Even at Lung Shan, the cooks, native-born Chinese men, fried, steamed, or boiled the bitter melon before cooking it a second time in a stir-fry. What really irked the traditional cooks, was Bowien’s proclivity to eat raw rounds of bitter melon, something that totally goes against the Chinese ethos of eating foods in balance of one another. Bowien continues to mess around with bitter melon, stuffing the whole fruit with a farce and steaming it in a very Cantonese fashion, or using it in the stuffing of a dumpling with beef cheek, a similarly fatty element like the bacon. As much as he likes bitter melon, he knows it must be balanced or challenged with an equally strong flavor. He’s gone so far as to incorporate bitter melon into his new beverage program, helmed by Sam Anderson, where he’s created a bitter melon margarita using blanco tequila, agave nectar, lime juice, and aloe salt, an aloe vera derived salt with rich umami notes that draw out the bitter, vegetal quality of slices of bitter melon that macerate in the drink as it sits.

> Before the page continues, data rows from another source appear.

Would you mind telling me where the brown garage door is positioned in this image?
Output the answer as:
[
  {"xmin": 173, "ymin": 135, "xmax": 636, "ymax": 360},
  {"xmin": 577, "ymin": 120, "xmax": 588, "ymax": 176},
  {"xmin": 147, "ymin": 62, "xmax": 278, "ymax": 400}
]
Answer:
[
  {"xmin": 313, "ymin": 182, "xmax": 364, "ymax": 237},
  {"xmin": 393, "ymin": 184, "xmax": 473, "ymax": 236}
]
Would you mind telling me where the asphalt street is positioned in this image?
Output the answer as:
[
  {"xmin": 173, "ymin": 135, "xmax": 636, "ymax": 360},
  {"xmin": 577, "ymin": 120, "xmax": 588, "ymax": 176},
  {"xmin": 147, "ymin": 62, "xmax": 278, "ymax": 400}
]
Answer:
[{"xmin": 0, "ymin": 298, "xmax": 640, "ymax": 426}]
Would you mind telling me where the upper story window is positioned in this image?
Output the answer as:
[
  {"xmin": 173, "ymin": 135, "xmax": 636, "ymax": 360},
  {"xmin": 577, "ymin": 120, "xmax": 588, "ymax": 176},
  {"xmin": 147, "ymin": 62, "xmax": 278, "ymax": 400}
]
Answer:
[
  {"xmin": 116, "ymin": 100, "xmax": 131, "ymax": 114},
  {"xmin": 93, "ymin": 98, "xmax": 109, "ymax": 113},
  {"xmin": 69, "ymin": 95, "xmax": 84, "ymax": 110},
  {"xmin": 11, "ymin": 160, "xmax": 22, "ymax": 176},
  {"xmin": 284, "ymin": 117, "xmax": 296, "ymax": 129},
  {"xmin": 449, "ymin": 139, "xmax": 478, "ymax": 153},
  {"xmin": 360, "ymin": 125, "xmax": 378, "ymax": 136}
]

For the rest of us who might want to mess around with bitter melon at home, it’s best to think about how the fruit positively accentuates meaty flavors. The classic pairings call for pork, beef, or fish, and a fermented black bean sauce to tone down what some would refer to as an unpleasant bitterness. Indian curries, as well as those from the Caribbean Islands, really tend to cook down the bitter melon in stews and curries in an effort to mask the bitterness with rich flavors like coconut milk, tamarind, and dry spices. Even if you think your palate can handle it, it’s smart to partially pre-cook bitter melon in an effort to reduce its astringency the first few times you prepare it as bitterness does vary seasonally and varietally. It certainly can be beneficial to your health, but in no way should it be used as the sole medical remedy for any of the before mentioned illnesses. But, as Bowien put it, “anything that tastes like that has to be good for you,” and luckily, it is.